Pope joins Poles in calling for sainthood for John Paul
KRAKOW, Poland (AP) -- Pope Benedict XVI stoked Poles' fervent hopes that John Paul II will be declared a saint, telling people in the late pontiff's native region Saturday that he hopes for canonization "in the near future."
Benedict's encouraging remark generated a roar of applause from the 15,000 people gathered at a shrine outside Krakow, the city where John Paul served as archbishop before becoming pope.
Honoring John Paul is a major theme of Benedict's four-day trip to Poland, where the cause of John Paul's sainthood is extremely popular. Some hoped Benedict might make the official announcement during the trip.

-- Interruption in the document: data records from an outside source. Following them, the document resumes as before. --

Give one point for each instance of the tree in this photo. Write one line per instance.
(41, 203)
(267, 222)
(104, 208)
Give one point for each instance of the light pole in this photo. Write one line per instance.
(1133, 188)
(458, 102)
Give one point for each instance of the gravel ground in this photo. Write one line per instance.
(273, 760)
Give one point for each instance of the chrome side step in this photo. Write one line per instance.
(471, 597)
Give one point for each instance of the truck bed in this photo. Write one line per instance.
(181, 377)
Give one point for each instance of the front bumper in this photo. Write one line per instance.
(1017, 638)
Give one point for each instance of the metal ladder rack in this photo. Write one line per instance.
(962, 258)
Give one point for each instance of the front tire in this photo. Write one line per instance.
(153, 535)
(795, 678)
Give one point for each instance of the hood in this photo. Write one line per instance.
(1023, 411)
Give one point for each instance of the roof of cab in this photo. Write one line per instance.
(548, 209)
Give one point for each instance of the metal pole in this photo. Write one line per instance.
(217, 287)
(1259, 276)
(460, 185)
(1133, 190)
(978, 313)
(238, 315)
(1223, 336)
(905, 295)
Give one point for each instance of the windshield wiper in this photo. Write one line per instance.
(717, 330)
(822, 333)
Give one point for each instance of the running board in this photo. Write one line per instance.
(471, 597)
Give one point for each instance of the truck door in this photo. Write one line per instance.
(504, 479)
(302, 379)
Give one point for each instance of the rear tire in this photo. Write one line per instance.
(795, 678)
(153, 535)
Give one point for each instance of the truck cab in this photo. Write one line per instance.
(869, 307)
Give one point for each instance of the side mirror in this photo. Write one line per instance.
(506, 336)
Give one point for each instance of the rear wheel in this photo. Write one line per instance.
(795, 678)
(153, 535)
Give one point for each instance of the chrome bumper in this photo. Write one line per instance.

Benedict, standing next to John Paul's former secretary, Krakow's Cardinal Stanislaw Dziwisz outdoors at the Kalwaria Zebrzydowska shrine, said: "Your Cardinal Stanislaw expresses the hope, as do I, that in the short future we will be able to enjoy the beatification and canonization of John Paul II."
Benedict earlier visited John Paul's nearby birthplace of Wadowice, where he joined townspeople's prayers for sainthood.

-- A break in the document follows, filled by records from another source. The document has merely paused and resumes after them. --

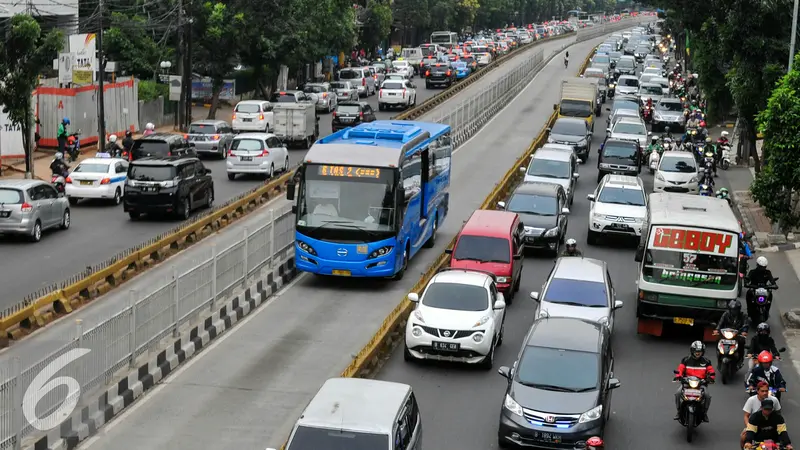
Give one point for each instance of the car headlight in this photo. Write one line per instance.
(306, 248)
(512, 406)
(383, 251)
(593, 414)
(482, 321)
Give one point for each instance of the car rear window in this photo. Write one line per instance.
(143, 148)
(151, 173)
(202, 128)
(10, 196)
(248, 107)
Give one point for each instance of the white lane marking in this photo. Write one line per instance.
(146, 397)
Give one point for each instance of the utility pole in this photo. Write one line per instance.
(101, 100)
(794, 36)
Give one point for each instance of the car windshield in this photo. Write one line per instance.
(347, 109)
(151, 173)
(202, 128)
(569, 128)
(483, 249)
(576, 293)
(670, 106)
(630, 128)
(457, 297)
(678, 165)
(538, 205)
(349, 74)
(555, 369)
(550, 168)
(393, 85)
(620, 196)
(651, 89)
(248, 107)
(619, 150)
(10, 196)
(310, 438)
(91, 168)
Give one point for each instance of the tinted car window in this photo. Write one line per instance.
(460, 297)
(151, 173)
(483, 249)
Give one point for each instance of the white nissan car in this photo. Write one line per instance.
(459, 318)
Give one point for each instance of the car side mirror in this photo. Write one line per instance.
(505, 372)
(639, 254)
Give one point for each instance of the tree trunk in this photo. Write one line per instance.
(212, 111)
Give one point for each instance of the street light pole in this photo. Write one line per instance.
(794, 35)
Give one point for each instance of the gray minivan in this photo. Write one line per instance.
(359, 414)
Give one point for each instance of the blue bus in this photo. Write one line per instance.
(370, 197)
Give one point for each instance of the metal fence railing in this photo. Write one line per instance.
(38, 396)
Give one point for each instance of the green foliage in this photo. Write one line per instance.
(24, 54)
(779, 179)
(150, 90)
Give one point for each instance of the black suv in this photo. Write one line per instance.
(350, 114)
(161, 145)
(440, 74)
(620, 157)
(174, 184)
(559, 389)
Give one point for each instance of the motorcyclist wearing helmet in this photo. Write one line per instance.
(767, 372)
(149, 129)
(767, 424)
(58, 166)
(695, 365)
(571, 248)
(762, 341)
(735, 318)
(61, 135)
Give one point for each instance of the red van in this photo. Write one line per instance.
(492, 241)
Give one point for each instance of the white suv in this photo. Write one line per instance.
(459, 317)
(618, 207)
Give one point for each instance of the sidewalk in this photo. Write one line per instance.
(42, 159)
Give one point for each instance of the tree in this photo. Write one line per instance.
(218, 38)
(777, 185)
(24, 54)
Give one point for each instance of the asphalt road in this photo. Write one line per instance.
(461, 407)
(248, 388)
(100, 231)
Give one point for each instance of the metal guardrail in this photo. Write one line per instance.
(114, 344)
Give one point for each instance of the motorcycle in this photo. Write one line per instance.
(759, 301)
(690, 409)
(653, 161)
(728, 355)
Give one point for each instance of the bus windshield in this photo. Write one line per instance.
(346, 198)
(690, 257)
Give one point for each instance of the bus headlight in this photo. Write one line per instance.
(306, 248)
(383, 251)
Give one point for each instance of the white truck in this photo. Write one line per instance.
(296, 123)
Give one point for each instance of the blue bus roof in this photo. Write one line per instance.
(382, 143)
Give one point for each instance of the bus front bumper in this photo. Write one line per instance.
(376, 267)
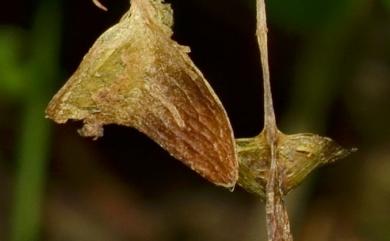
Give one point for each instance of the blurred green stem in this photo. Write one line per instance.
(35, 133)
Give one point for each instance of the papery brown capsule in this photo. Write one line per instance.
(136, 75)
(296, 155)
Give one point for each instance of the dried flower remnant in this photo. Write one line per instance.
(135, 75)
(99, 5)
(272, 163)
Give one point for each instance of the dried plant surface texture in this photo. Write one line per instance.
(272, 163)
(136, 75)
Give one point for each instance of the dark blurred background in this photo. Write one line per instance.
(330, 65)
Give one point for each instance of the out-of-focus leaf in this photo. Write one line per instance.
(12, 71)
(304, 15)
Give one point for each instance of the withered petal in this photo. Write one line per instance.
(135, 75)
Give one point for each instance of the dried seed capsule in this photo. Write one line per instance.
(136, 75)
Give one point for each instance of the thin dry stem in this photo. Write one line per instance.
(269, 115)
(278, 226)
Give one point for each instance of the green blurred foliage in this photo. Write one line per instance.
(306, 15)
(12, 66)
(330, 63)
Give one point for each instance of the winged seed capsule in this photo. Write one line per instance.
(135, 75)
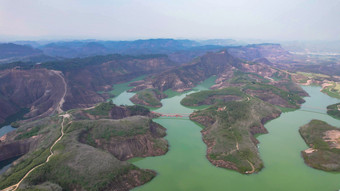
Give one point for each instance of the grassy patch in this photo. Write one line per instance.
(333, 110)
(324, 156)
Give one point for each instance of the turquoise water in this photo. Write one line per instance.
(185, 166)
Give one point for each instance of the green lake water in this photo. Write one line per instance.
(185, 166)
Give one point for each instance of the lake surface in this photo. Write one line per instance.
(185, 166)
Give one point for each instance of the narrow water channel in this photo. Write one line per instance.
(185, 166)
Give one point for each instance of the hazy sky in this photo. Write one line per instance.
(194, 19)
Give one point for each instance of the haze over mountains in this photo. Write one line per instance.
(68, 84)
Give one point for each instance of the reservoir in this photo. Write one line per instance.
(185, 166)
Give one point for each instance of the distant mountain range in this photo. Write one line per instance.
(37, 52)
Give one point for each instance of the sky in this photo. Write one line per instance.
(180, 19)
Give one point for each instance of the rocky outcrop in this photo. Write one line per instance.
(40, 90)
(14, 149)
(272, 52)
(185, 77)
(148, 97)
(229, 133)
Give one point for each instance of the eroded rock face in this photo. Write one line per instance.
(150, 143)
(11, 148)
(40, 90)
(187, 76)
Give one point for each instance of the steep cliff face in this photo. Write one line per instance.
(85, 142)
(85, 77)
(149, 143)
(40, 90)
(11, 149)
(43, 90)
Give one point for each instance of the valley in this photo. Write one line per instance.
(207, 112)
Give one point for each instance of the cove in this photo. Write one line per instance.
(185, 166)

A large banner reading "Wadowice Prays For Sainthood Immediately, John Paul II the Great" in Italian and Polish hung in the packed square in front of the church where John Paul was baptized. Benedict said he shared the people's cause.
"I wished to stop precisely here, in the place where his faith began and matured, to pray together with all of you that he may soon be elevated to the glory of the altars," Benedict told some 30,000 people there.